George Kinek

No. 47
- Position: End

Personal information
- Born: January 13, 1929 Palmerton, Pennsylvania, U.S.
- Died: January 21, 1995 (aged 66) Salisbury Township, Pennsylvania, U.S.
- Listed height: 6 ft 2 in (1.88 m)
- Listed weight: 190 lb (86 kg)

Career information
- High school: Allentown (PA) Central Catholic
- College: Tulane
- NFL draft: 1951: 4th round, 48th overall pick

Career history
- Chicago Cardinals (1954);

Career NFL statistics
- Interceptions: 2
- Stats at Pro Football Reference

= George Kinek =

American football player (1929–1995)

George Kinek (January 13, 1929 – January 21, 1995) was an American professional football end.

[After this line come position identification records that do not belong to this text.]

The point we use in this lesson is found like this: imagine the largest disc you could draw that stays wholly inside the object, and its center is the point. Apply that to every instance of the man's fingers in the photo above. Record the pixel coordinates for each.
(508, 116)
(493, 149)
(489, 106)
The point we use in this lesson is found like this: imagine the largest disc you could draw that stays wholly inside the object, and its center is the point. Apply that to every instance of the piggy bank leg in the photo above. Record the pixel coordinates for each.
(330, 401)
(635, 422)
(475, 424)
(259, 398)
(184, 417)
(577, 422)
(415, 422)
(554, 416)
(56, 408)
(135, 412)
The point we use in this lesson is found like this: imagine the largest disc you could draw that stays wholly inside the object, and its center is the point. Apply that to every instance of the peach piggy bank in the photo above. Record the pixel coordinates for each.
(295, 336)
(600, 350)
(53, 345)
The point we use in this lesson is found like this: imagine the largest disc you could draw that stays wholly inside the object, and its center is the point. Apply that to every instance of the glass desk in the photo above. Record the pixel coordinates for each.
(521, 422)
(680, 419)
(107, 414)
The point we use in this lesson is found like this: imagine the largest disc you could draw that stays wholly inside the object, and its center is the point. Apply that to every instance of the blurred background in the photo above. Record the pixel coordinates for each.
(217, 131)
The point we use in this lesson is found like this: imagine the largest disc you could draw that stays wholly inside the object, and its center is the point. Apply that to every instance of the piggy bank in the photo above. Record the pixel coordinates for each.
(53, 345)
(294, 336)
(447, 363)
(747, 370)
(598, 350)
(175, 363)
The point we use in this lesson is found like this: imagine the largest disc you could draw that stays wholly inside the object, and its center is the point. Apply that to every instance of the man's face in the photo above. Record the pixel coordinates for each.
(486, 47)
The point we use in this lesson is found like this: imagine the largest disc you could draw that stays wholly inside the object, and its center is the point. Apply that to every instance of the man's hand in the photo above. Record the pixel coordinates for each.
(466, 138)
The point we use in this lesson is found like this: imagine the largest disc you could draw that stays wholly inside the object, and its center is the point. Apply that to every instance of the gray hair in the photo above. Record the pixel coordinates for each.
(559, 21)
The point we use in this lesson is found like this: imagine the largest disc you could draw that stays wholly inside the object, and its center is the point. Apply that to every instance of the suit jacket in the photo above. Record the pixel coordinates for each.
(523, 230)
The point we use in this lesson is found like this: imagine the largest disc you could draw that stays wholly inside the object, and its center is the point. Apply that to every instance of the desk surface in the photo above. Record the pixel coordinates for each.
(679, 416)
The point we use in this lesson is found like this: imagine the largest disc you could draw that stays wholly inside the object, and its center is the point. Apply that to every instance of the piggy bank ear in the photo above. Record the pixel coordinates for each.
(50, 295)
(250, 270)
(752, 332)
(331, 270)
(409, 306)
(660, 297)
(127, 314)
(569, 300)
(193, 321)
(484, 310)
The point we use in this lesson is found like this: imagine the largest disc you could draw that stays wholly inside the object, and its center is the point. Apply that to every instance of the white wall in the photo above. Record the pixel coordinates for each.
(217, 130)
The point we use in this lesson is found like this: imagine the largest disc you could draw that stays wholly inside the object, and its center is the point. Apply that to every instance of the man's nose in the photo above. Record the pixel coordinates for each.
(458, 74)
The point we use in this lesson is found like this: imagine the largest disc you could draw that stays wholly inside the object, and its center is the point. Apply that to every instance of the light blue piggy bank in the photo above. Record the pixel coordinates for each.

==Early life and education==
Kinek was born in Palmerton, Pennsylvania, on January 13, 1929. He attended Allentown Central Catholic High School in Allentown, Pennsylvania and college at Tulane University in New Orleans.

==Career==
Kinek was drafted by the Los Angeles Rams in the 4th round (48th overall) of the 1951 NFL Draft. He played for the Chicago Cardinals in 1954.

==Death==
He died on January 21, 1995, in Salisbury Township, Pennsylvania, at age 67.